Kekhawatiran: Potensi Penyalahgunaan Dokumen
Hilangnya sertifikat tanah yang berbarengan dengan hilangnya KTP dan KK pemilik sah memunculkan kekhawatiran akan potensi modus penipuan atau penggadaian tanah tanpa seizin pemilik. Oleh karena itu, keluarga ATIH menegaskan:
1. SHM No. 00406 atas nama ATIH TIDAK PERNAH dijaminkan kepada lembaga keuangan maupun pihak lain
2. KTP & KK ATIH resmi dilaporkan hilang sejak sekitar Januari 2024 (bukti: STPLH Polsek Sukatani No. B/KHL/137/IV/2026/Sek.Skt.)

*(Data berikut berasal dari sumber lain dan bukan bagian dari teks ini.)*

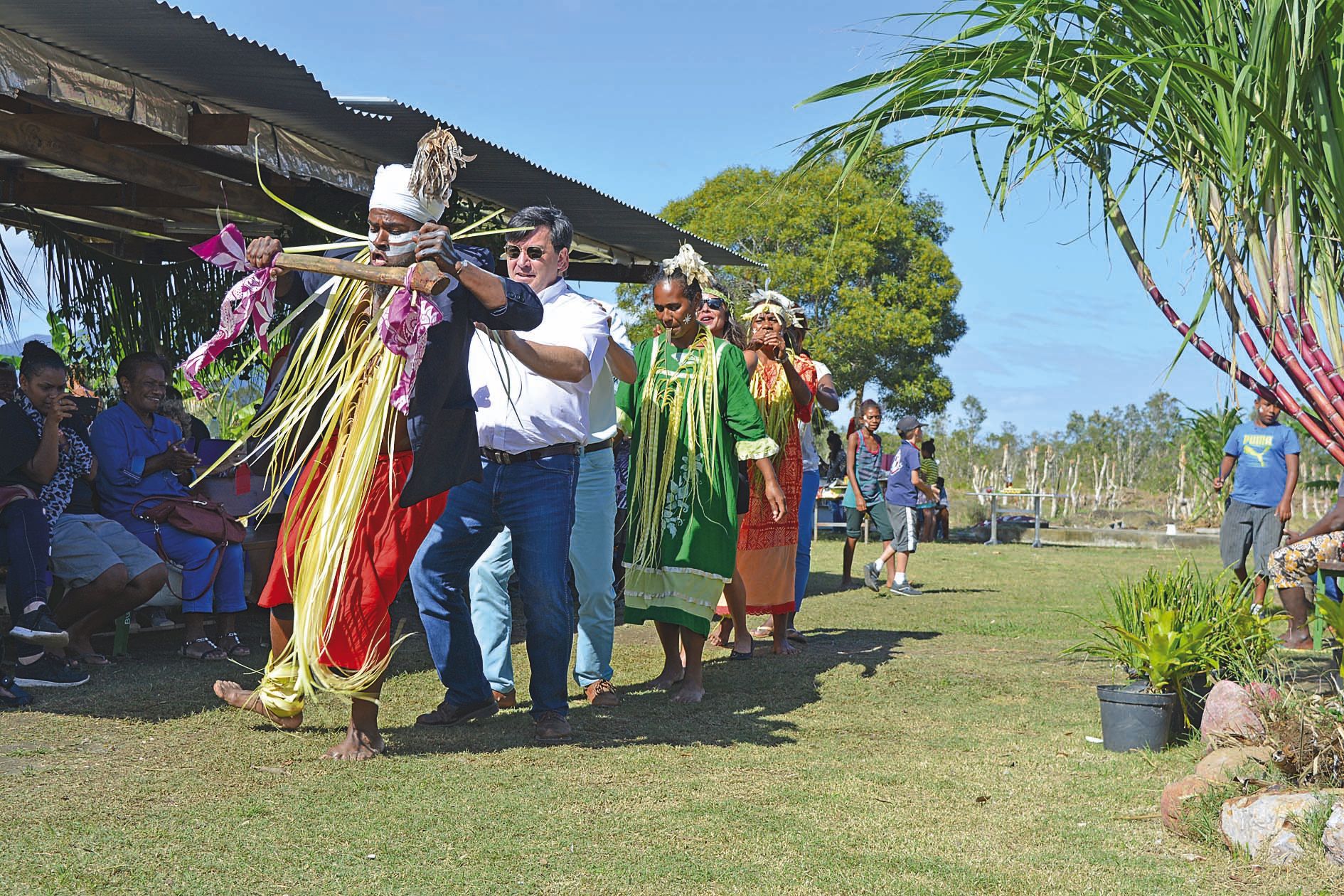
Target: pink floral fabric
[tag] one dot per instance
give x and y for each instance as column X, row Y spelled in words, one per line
column 405, row 331
column 403, row 326
column 252, row 299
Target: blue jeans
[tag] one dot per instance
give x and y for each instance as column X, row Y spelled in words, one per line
column 198, row 558
column 24, row 547
column 590, row 558
column 535, row 500
column 806, row 521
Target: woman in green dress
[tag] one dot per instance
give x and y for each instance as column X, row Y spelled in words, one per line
column 691, row 417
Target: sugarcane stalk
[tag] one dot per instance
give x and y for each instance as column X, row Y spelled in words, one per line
column 1280, row 395
column 1331, row 414
column 425, row 277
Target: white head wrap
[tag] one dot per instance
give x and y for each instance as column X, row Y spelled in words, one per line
column 391, row 191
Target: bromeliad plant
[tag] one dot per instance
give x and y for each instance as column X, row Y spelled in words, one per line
column 1230, row 112
column 1166, row 621
column 1167, row 654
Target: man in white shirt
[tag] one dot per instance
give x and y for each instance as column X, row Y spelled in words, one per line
column 533, row 421
column 590, row 550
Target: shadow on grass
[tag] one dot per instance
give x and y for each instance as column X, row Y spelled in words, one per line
column 745, row 702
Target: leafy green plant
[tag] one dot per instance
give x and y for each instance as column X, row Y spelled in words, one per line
column 1167, row 652
column 1148, row 618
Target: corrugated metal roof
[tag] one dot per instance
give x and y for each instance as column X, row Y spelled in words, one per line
column 166, row 45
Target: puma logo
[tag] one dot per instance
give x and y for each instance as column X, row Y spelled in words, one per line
column 1257, row 453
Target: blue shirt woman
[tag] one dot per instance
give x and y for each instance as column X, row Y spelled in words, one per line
column 139, row 460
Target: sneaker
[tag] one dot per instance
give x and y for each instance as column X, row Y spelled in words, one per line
column 36, row 626
column 870, row 575
column 449, row 714
column 48, row 672
column 601, row 693
column 553, row 728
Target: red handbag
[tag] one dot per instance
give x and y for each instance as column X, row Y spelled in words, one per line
column 193, row 516
column 10, row 494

3. Segala transaksi yang menggunakan dokumen tersebut tanpa seizin ATIH dinyatakan tidak sah dan bertentangan dengan hukum
Tujuan Laporan ke Polres Bekasi
Melalui laporan yang akan dibuat dan diperkuat bukti dokumen resmi ini, Sukma Sumiyati memohon kepada pihak kepolisian untuk:
- Mencatat secara resmi kehilangan sertifikat tanah milik ATIH
- Mengantisipasi potensi penyalahgunaan dokumen oleh pihak yang tidak bertanggung jawab
- Menjadi dasar hukum apabila di kemudian hari ditemukan upaya pengalihan atau penggadaian tanah tanpa seizin pemilik
Hingga berita ini diturunkan, Sukma Sumiyati masih dalam tahap persiapan untuk menyampaikan laporan secara resmi ke Polres Metro Bekasi. Awak media akan memantau perkembangan selanjutnya terkait penanganan laporan ini.